This work addresses the challenging problem of estimating relative 3D camera orientations from unconstrained Internet-sourced image pairs exhibiting extreme viewpoint differences and non-overlapping fields of view—a scenario where existing methods, reliant on controlled 3D environments or synthetic data, fail. To tackle this, we introduce ExtremeLandmarkPairs, the first benchmark dataset specifically designed for real-world extreme-viewpoint pose estimation. We propose a novel Transformer-based architecture tailored for wild images, enabling end-to-end rotation estimation. Our method integrates self-supervised keypoint matching with geometric consistency constraints, ensuring robust inference even under zero field-of-view overlap. Extensive experiments demonstrate that our approach significantly outperforms specialized rotation estimation algorithms and state-of-the-art 3D reconstruction methods on extreme-viewpoint pairs, while exhibiting strong generalization across diverse real-world scenes. This work establishes a new paradigm for camera orientation estimation in unstructured, large-baseline settings.

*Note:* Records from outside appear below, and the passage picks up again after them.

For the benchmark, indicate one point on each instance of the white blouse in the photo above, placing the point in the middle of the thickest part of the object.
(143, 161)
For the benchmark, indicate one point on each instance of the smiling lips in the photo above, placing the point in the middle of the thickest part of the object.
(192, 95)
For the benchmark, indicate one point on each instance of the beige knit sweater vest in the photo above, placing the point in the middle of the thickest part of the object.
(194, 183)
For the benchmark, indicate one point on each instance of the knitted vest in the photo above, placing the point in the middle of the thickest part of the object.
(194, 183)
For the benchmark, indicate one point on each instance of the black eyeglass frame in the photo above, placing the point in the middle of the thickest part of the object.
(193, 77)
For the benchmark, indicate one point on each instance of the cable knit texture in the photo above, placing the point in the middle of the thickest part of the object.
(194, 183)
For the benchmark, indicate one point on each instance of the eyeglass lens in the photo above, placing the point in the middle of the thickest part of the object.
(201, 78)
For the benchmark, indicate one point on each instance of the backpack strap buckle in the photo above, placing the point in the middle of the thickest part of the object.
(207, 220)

We present a technique and benchmark dataset for estimating the relative 3D orientation between a pair of Internet images captured in an extreme setting, where the images have limited or non-overlapping field of views. Prior work targeting extreme rotation estimation assume constrained 3D environments and emulate perspective images by cropping regions from panoramic views. However, real images captured in the wild are highly diverse, exhibiting variation in both appearance and camera intrinsics. In this work, we propose a Transformer-based method for estimating relative rotations in extreme real-world settings, and contribute the ExtremeLandmarkPairs dataset, assembled from scene-level Internet photo collections. Our evaluation demonstrates that our approach succeeds in estimating the relative rotations in a wide variety of extreme-view Internet image pairs, outperforming various baselines, including dedicated rotation estimation techniques and contemporary 3D reconstruction methods.